Les oiseaux sont présents.

Pour quelques instants, je suis un vent serein.

Je voudrais tant que me sourit le destin.

Il serait à même à faire le bonheur de nos enfants….

 

L’amour nous est offert. 

Je crois aisément que les fleurs sont amoureuses.

Je sais, la plume de mon âme est fiévreuse.

Et la nuit, les étoiles deviennent des perles de lumière….

 

Ma vie, elle, je la vis. 

Que plus jamais la maladie ne m’idéalise.

L’azur du ciel et le temps poétisent.

Mais la brume de mes yeux sait que je la supplie….

 

Le jour, je me perds. 

Je marche sans même savoir où je vais.

À jamais, mes handicaps, je les hais.

Et j’entends au loin venir me chercher la lumière….

 

Ô mon Amour, je t’aime.  

Saches que tu es tout ce que j’attendais.

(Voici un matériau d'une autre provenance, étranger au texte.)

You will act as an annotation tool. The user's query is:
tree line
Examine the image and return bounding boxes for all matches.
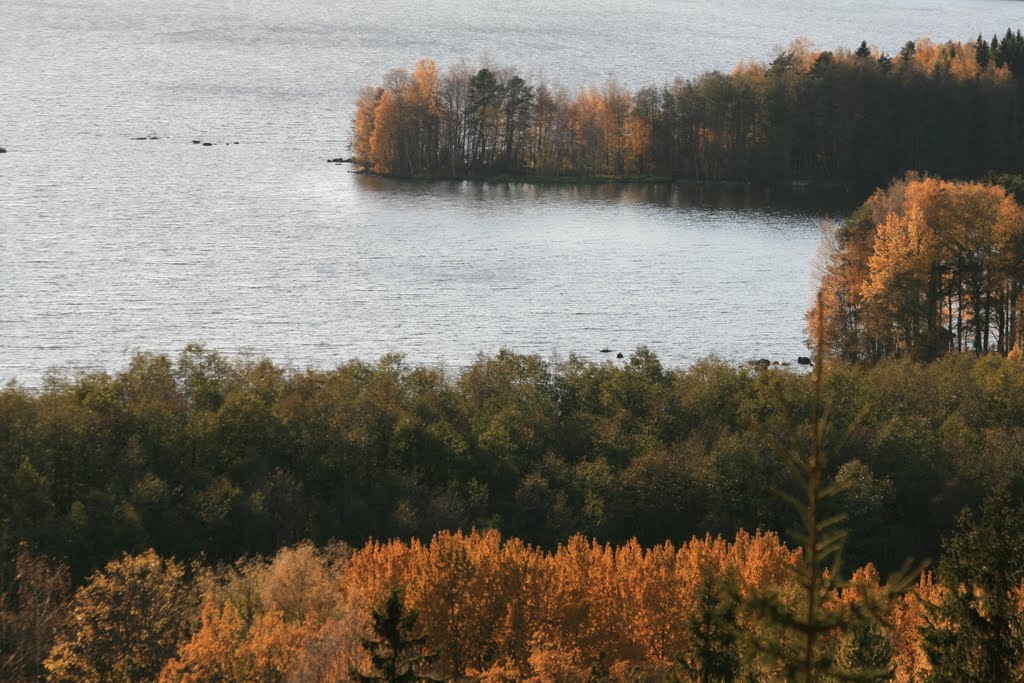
[811,176,1024,361]
[352,30,1024,194]
[6,493,1024,682]
[3,346,1024,586]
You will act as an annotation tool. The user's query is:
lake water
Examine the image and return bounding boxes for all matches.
[2,0,1021,384]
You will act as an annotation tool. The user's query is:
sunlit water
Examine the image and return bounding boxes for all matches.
[2,0,1021,384]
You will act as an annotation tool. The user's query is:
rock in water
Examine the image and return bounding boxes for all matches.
[797,356,812,365]
[202,142,213,146]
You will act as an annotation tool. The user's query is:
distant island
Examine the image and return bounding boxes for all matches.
[351,30,1024,197]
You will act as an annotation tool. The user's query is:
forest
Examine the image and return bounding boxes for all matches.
[351,30,1024,195]
[3,339,1024,679]
[5,344,1024,581]
[6,496,1024,681]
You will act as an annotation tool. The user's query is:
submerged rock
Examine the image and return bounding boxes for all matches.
[0,147,6,153]
[600,348,612,353]
[202,142,214,146]
[192,140,201,144]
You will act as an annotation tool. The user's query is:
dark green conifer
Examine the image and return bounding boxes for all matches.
[975,35,990,68]
[921,492,1024,683]
[680,567,741,682]
[353,588,438,683]
[836,617,895,677]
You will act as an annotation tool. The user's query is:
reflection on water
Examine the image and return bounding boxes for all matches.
[353,175,858,214]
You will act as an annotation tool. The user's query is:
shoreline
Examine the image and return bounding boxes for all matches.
[336,162,863,210]
[342,162,854,193]
[2,346,815,393]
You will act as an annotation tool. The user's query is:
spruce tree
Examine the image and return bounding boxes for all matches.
[921,492,1024,682]
[353,588,437,683]
[836,616,895,677]
[975,35,990,69]
[680,567,741,682]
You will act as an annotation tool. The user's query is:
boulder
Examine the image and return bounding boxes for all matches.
[192,140,201,144]
[202,142,214,146]
[600,348,612,353]
[616,352,624,359]
[0,147,6,153]
[797,356,813,365]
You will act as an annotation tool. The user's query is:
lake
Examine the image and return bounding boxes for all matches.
[2,0,1021,384]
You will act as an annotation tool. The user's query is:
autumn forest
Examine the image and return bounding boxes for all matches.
[353,31,1024,194]
[6,27,1024,683]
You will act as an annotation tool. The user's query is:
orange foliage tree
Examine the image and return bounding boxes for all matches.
[44,550,198,683]
[812,175,1024,361]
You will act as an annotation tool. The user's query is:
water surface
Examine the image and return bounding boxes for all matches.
[2,0,1020,384]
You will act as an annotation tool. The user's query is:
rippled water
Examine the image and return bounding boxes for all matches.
[2,0,1021,384]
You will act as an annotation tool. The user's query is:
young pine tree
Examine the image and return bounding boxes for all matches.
[353,588,437,683]
[752,295,916,682]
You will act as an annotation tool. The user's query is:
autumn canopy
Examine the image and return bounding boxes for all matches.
[811,176,1024,361]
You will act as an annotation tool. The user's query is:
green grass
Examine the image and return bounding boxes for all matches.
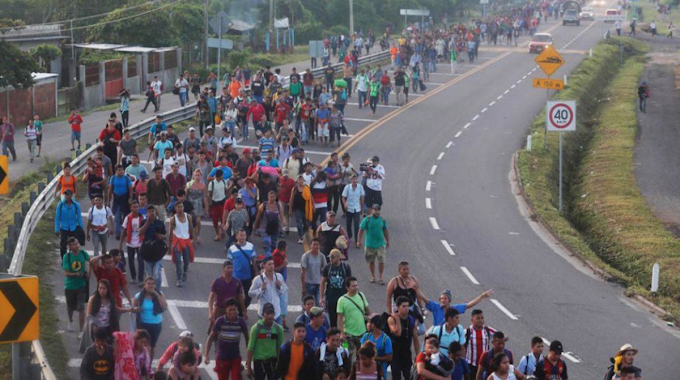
[517,37,680,322]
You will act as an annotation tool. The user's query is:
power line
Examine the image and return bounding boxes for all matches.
[0,0,170,32]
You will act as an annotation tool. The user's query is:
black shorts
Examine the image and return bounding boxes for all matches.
[65,287,87,312]
[36,134,42,146]
[364,187,383,208]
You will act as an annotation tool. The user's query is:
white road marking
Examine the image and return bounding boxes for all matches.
[472,115,480,121]
[167,300,188,329]
[460,267,480,285]
[463,123,471,129]
[522,75,527,79]
[161,267,168,288]
[497,95,503,100]
[423,82,443,86]
[527,71,532,76]
[347,102,399,108]
[410,93,424,97]
[160,256,302,269]
[446,141,453,148]
[541,338,581,363]
[511,84,516,89]
[437,152,445,160]
[429,217,440,230]
[509,232,520,235]
[430,165,437,175]
[491,299,519,320]
[504,89,510,94]
[489,101,496,107]
[441,240,456,256]
[426,181,432,191]
[481,107,488,113]
[345,117,375,122]
[516,80,522,84]
[426,198,432,209]
[455,131,462,138]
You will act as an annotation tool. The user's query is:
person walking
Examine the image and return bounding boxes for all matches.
[246,303,283,380]
[62,237,90,338]
[248,257,288,324]
[168,202,196,287]
[119,89,130,129]
[0,115,17,161]
[55,189,84,259]
[337,276,371,358]
[139,206,167,287]
[357,204,389,284]
[33,114,43,157]
[342,174,364,247]
[119,200,145,284]
[86,194,114,258]
[637,81,649,113]
[301,238,328,304]
[132,276,167,360]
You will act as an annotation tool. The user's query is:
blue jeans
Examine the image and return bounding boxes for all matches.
[127,246,144,282]
[179,92,187,106]
[305,283,320,304]
[172,246,190,281]
[144,260,163,288]
[311,207,327,230]
[226,121,237,137]
[279,289,288,317]
[262,231,279,256]
[346,211,361,240]
[112,194,129,238]
[294,210,308,239]
[381,87,390,104]
[357,91,367,108]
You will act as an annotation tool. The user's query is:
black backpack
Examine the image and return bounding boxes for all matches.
[603,357,615,380]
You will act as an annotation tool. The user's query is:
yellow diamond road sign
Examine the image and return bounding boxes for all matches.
[535,45,565,77]
[0,275,39,344]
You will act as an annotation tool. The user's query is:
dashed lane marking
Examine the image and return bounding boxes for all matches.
[472,115,480,121]
[430,165,437,175]
[437,152,445,160]
[464,123,471,129]
[455,131,462,138]
[446,141,453,148]
[460,267,480,285]
[426,198,432,209]
[441,240,456,256]
[426,181,432,191]
[491,299,519,320]
[429,217,440,230]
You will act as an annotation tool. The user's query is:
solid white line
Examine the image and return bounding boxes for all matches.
[437,152,445,160]
[430,165,437,175]
[511,84,516,88]
[429,217,440,230]
[426,198,432,209]
[441,240,456,256]
[423,82,443,86]
[347,102,399,108]
[472,115,480,121]
[410,93,424,97]
[426,181,432,191]
[167,301,188,329]
[541,338,581,363]
[454,131,462,138]
[460,267,480,285]
[497,95,503,100]
[345,117,374,122]
[160,267,168,288]
[463,123,471,129]
[446,141,453,148]
[481,107,488,113]
[504,89,510,94]
[491,299,519,320]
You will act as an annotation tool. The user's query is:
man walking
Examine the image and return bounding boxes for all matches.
[320,249,352,327]
[357,204,389,284]
[0,116,17,161]
[62,237,89,337]
[337,276,370,358]
[249,257,288,324]
[55,189,84,259]
[301,238,328,304]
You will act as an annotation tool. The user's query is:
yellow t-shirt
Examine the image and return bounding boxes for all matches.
[285,342,304,380]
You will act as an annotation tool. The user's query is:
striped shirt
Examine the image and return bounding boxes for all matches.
[311,181,328,209]
[465,325,496,367]
[212,315,248,361]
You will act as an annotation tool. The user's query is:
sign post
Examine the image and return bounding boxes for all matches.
[546,100,577,212]
[209,11,230,81]
[535,45,566,149]
[0,155,7,195]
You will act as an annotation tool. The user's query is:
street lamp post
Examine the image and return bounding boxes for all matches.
[349,0,354,35]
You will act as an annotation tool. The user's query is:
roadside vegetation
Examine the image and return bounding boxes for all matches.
[517,37,680,321]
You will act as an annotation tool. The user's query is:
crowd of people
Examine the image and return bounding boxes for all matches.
[43,3,649,379]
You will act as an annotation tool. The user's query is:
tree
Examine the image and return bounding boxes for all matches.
[87,3,178,47]
[0,41,40,88]
[31,44,61,71]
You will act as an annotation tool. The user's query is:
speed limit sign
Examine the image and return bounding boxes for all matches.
[546,100,576,132]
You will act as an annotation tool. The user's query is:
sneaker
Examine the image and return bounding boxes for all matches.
[176,281,183,288]
[297,238,303,244]
[78,332,83,340]
[182,273,187,282]
[67,321,74,332]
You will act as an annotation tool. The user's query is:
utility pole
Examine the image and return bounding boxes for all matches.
[204,0,209,68]
[269,0,274,51]
[349,0,354,35]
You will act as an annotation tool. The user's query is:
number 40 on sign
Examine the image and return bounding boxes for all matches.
[546,100,576,132]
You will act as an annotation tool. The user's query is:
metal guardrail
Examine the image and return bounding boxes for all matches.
[8,47,389,379]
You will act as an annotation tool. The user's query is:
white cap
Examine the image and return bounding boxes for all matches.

Tes préférences, je les connais.

Le temps cherche à nous écrire un beau poème….

 

Mais mes yeux sont humides.  

Pour quelques minutes à peine, je fus le vent.

Aurais-tu entendu chanter les goélands ?

Et, grâce à toi, mon Amour, tout redeviendra limpide….

 

 

Jacques

 

 

 

10/07/2014

AIMER…, AIMER

 

 

Aimer..., Aimer.

Je dis qu'aimer est

La plus grande richesse,

La plus éternelle

Que l'on possède seul, en soi.

    Aimer, c'est un art

    L'amour est un art,

   L'art du partage,

 Et de la compréhension.

 

Aimer, c'est être vrai,

C'est respecter ce vrai.

Aimer, c'est un devenir

Peut-être plus solide.

 

          Aimer...,

C'est une exploration de l'autre

   Et aussi…, de soi-même.

 Aimer..., c'est peu facile.

 

Aimer, c'est vouloir vivre.

C'est un désir profond de vie, d'espérance.

C'est une chaleur, c'est une lumière.

Aimer..., c'est pouvoir être heureux,

     C'est une source de bonheur.

 

Aimer..., c'est un immense

Jardin de porcelaines.

Fragiles, mais si belles,

Qui n'existent que

 

 Pour ceux qui s'aiment.

  Et que l'on cultive nuit et jour

   De peur qu'elles ne se brisent.

 

Aimer, c'est un besoin de vibrer.

 Aimer, c'est découvrir ou redécouvrir.

 

Aimer, c'est donner beaucoup de soi-même

     Sans jamais attendre de recevoir.

          Aimer, c'est une passion,

                       

 Peut-être une passion de vie,

Mais certainement, une raison de  vivre.

 Aimer, c'est être sincère.

 C'est découvrir un autre monde

 À la fois merveilleux et fragile

 

 Qui se développe

  Tant la richesse de l'amour

        Est profonde et puissante.

 

Cet autre monde

Est le nôtre, meilleur à nos yeux,

Tant un bonheur moral se nourrit

  De désirs, d'épanouissement,

            De tendresse et de sensibilité.

 

Aimer, c'est le soleil de notre vie.

C'est un asile de réconfort,

             C'est un miroir à vibrations.

 

 C'est aussi un sourire

Qui demeure en ton cœur.

      Aimer, c'est vouloir vivre,

 Mais vouloir vivre heureux.

 

Aime, c'est lutter contre l'incertitude

Qui nous détruit en son passage.

Aimer, c'est aussi affronter la vie

S'affirmer au plus profond de soi-même.

 

 Aimer, c'est aussi se trouver

 Une place solide et constructive.           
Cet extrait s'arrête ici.